DETAILED DESCRIPTION

[0011] NOTATION AND NOMENCLATURE: Certain terms are used throughout the following description and claims to refer to particular system components. As one skilled in the art will appreciate, component names and terms may differ between commercial and research entities. This document does not intend to distinguish between the components that differ in name but not function.

[0012] In the following discussion and in the claims, the terms "including" and "comprising" are used in an open-ended fashion, and thus should be interpreted to mean "including, but not limited to . . . ."

[0013] The term "couple" or "couples" is intended to mean either an indirect or direct electrical connection. Thus, if a first device couples to a second device, that connection may be through a direct electrical connection, or through an indirect electrical connection via other devices and connections.

[0014] As used herein the term "network" is intended to mean interconnected computers, servers, routers, devices, other hardware, and software, that is configurable to produce, transmit, receive, access, and process electrical signals. Further, the term "network" may refer to a public network, having unlimited or nearly unlimited access to users, (e.g., the internet) or a private network, providing access to a limited number of users (e.g., corporate intranet).

[0015] A "user" as used herein is intended to refer to a person that operates a device for the purpose of accessing a network.

[0016] The term "message" is intended to mean a sequence of words created by a user at a single time that is transmitted and accessible through a network. Generally, a message contains textual data and meta-data. Exemplary meta-data includes a time stamp or time of transmitting the message to a network.

[0017] The term "content stream" as used herein is intended to refer to the plurality of messages transmitted and accessible through a network over a given period of time.

[0018] As used herein the term "n-gram" is intended to refer to any number of words in a continuous sequence within a message. An n-gram does not extend beyond a terminating punctuation mark (e.g., period, question mark, etc.). Further, a message may contain a plurality of n-grams.

[0019] Also, as used herein the term "operator" refers to an entity or person with an interest in the subject matter or information of a content stream.

[0020] The term "metric" as used herein is used to refer to an algorithm for extracting subject matter or information from a content stream. Metrics include predetermined search parameters, operator input parameters, mathematical equations, and combinations thereof to alter the extraction and presentation of the subject matter or information from a content stream.

[0021] OVERVIEW: As noted herein, content streams distributed on various networks may contain information relevant to for example commercial endeavors, such as products, retailers, sellers, and events. The content streams are user generated and may contain general broadcast messages, messages between users, messages from a user to an entity or company, and other messages. In certain instances, the messages are social media messages broadcast and exchanged over a network, such as the internet. Generally, the content streams are textual, however audio and graphical content may be concurrent with the text.

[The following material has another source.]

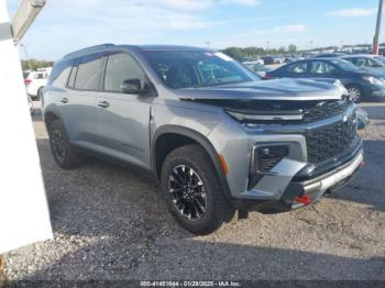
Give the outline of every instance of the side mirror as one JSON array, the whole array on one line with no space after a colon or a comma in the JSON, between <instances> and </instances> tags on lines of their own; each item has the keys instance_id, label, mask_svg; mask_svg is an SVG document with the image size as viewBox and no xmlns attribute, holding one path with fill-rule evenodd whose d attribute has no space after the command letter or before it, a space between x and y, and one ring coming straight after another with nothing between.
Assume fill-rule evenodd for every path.
<instances>
[{"instance_id":1,"label":"side mirror","mask_svg":"<svg viewBox=\"0 0 385 288\"><path fill-rule=\"evenodd\" d=\"M140 79L127 79L120 86L122 91L128 95L145 95L148 92L147 86L142 88Z\"/></svg>"}]
</instances>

[0022] A content stream may contain users' opinions that are relevant to an enterprise, such as a business or event, although the disclosed implementations are not limited to business. Analyzing a content stream for messages related to the enterprise provides managers or organizers with feedback from users that may not be accessible via other means and particularly, if the users are customers or potential customers. Thus, analysis of a content stream represents a tool in product evaluation and strategic planning.

[0023] However, a content stream may include many thousands of messages or in some circumstances, such as large events, many millions of messages. Although portions of the content stream may be collected and retained by certain collection tools, such as a content database, the volume of messages in a content stream make manual analysis, for example by relevance, a difficult and time consuming task for a person or organization of people. Additionally, the constant addition of messages to content streams makes extended manual analysis difficult.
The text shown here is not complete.